Roads act act corridors, to the benefit of humans and the sometimes benefit of plants and animals. They help move people around, but they also fragment landscapes. They provide paths for native species to expand, but also allow non-native species to get a foothold. They cause great disturbance in the landscape, which is helpful if you’re a disturbance-dependent species, but otherwise not so great.
Roads in the mountains can act as corridors to help species move both up and down the elevational gradient. Given that climate change is likely to cause range shifts that move upward in elevation, mountain roads may have unintended consequences in the future for some species’ distribution. A new study has focused on looking how species ranges are altered along roads that span an elevational gradient as compared to the surrounding natural habitat, focusing on plants. It also asks whether there is a difference between native and non-native species in their use of mountain roads as corridors.
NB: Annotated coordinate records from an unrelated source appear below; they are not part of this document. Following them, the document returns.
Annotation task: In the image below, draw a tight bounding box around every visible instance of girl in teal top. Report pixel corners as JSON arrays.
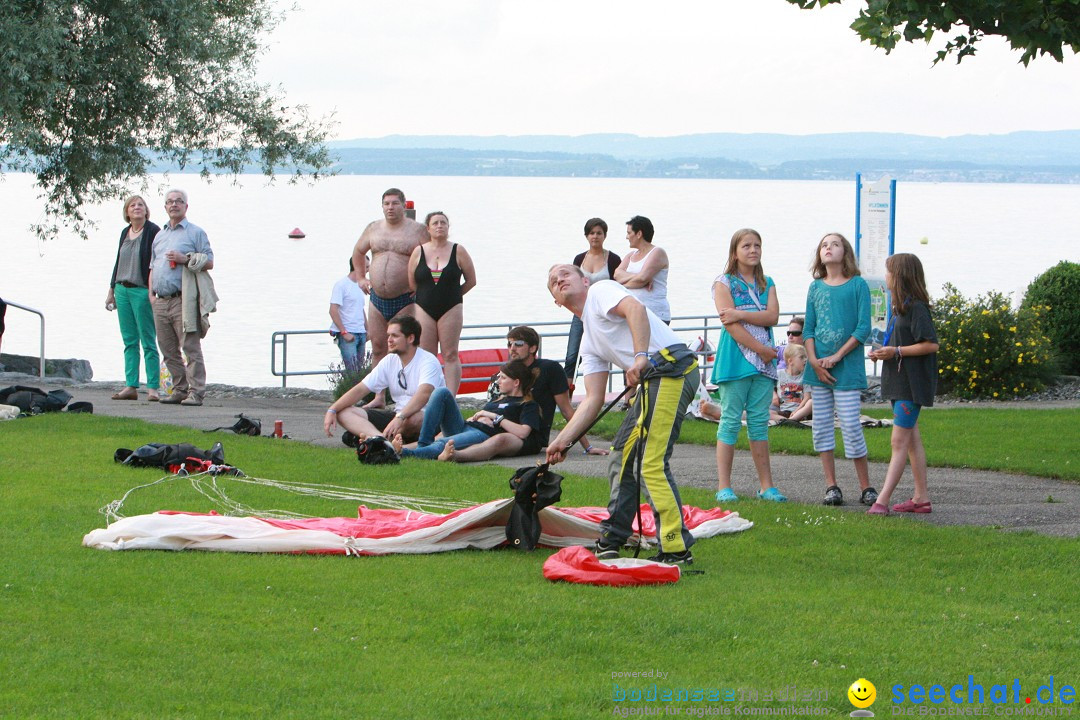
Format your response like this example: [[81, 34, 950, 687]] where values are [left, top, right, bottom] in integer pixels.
[[802, 232, 877, 505], [713, 228, 787, 502]]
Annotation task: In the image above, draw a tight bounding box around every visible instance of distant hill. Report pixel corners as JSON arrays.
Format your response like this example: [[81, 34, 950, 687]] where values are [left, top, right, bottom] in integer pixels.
[[101, 131, 1080, 184], [330, 130, 1080, 167]]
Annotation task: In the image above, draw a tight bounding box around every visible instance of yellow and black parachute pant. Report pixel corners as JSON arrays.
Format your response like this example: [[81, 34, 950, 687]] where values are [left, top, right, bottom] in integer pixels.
[[600, 345, 700, 553]]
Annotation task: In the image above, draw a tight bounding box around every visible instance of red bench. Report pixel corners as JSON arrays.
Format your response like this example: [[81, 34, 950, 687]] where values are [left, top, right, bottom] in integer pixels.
[[438, 348, 510, 395]]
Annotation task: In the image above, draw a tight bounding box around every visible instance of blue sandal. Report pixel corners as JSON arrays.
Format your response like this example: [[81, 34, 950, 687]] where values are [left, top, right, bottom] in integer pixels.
[[716, 488, 739, 503], [757, 488, 787, 503]]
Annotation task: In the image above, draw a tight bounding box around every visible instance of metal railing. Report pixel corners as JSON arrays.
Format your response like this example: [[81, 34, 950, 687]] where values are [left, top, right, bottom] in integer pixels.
[[4, 300, 45, 378], [270, 313, 802, 390]]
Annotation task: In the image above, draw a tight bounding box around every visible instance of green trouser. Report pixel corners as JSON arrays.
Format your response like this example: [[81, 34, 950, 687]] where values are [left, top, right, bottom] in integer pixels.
[[112, 283, 161, 390]]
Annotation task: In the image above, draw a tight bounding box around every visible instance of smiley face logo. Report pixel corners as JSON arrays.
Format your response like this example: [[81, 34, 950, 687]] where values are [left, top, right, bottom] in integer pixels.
[[848, 678, 877, 709]]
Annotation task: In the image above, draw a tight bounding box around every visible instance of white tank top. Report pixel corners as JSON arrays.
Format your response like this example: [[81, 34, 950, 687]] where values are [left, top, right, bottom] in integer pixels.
[[626, 247, 672, 322]]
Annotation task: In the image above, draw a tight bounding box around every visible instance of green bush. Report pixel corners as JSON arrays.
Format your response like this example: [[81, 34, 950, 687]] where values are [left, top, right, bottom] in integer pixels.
[[933, 284, 1056, 399], [1024, 260, 1080, 375]]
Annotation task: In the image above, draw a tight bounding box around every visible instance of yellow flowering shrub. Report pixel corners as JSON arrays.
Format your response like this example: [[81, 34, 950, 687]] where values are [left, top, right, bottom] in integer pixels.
[[932, 284, 1056, 399], [1024, 260, 1080, 375]]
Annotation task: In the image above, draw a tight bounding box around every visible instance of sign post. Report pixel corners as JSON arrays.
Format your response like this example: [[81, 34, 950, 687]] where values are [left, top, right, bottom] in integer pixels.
[[855, 173, 896, 344]]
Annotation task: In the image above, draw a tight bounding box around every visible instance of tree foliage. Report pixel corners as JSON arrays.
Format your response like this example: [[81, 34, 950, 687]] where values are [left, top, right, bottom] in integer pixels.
[[787, 0, 1080, 66], [0, 0, 329, 236]]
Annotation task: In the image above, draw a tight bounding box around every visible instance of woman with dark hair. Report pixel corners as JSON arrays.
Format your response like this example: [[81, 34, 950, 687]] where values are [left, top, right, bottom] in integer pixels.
[[563, 217, 622, 380], [105, 195, 161, 403], [393, 361, 540, 461], [408, 210, 476, 395]]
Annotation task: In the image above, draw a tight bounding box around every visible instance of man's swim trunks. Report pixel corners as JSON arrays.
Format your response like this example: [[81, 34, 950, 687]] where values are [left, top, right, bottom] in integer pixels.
[[369, 290, 415, 320]]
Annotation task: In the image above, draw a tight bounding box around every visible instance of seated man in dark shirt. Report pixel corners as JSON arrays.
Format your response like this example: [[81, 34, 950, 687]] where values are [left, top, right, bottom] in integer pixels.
[[393, 361, 540, 461]]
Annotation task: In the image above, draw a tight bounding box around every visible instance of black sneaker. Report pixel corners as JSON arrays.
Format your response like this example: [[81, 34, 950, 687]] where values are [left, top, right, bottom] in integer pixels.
[[593, 540, 620, 560], [825, 485, 843, 505], [649, 551, 693, 566]]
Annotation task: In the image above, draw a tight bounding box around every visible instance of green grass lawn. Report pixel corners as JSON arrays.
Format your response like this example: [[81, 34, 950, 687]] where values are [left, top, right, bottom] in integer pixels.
[[0, 410, 1080, 720]]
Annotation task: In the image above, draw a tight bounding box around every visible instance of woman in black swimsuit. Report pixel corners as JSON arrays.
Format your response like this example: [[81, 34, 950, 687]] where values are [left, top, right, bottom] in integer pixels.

Using vegetation surveys from eight mountain regions across four continents (MIREN, the Mountain Invasion Research Network), researchers collected data on hundreds of species and compared their native status, elevational range, and affinity for abiotic factors (temperature and nitrogen). They found that the elevational range amplitudes of non-native plants were on average broader in the roadsides than in the adjacent vegetation, likely due to the increased disturbance that helps spread propagules and the higher nutrient levels found in roadsides. Native plants also had broader range amplitudes in roadsides as compared to adjacent vegetation, although the effect was not as pronounced. Overall, roads were effective corridors for all species regardless of native status, and aided both low-elevation plants in moving upward, and high-elevation plants in moving downward.
So what does this mean for mountain plants facing climate change? While roads may be detrimental in fragmenting the landscape and supporting the movement of non-native species, they may also act as a much-needed lifeline for native species to expand their range. Roads will be a more important factor than previously realized when predicting how species distributions will shift within mountainous regions.
Lembrechts, J. J., J. M. Alexander, L. A. Cavieres, S. Haider, J. Lenoir, C. Kueffer, K. McDougall, B. J. Naylor, M. A. Nuñez, A. Pauchard, L. J. Rew, I. Nijs, and A. Milbau. 2016. Mountain roads shift native and non-native plant species’ ranges. Ecography. DOI: 10.1111/ecog.02200.
Haddad, N. 2015. Corridors for people, corridors for nature. Science 350: 1166-1167.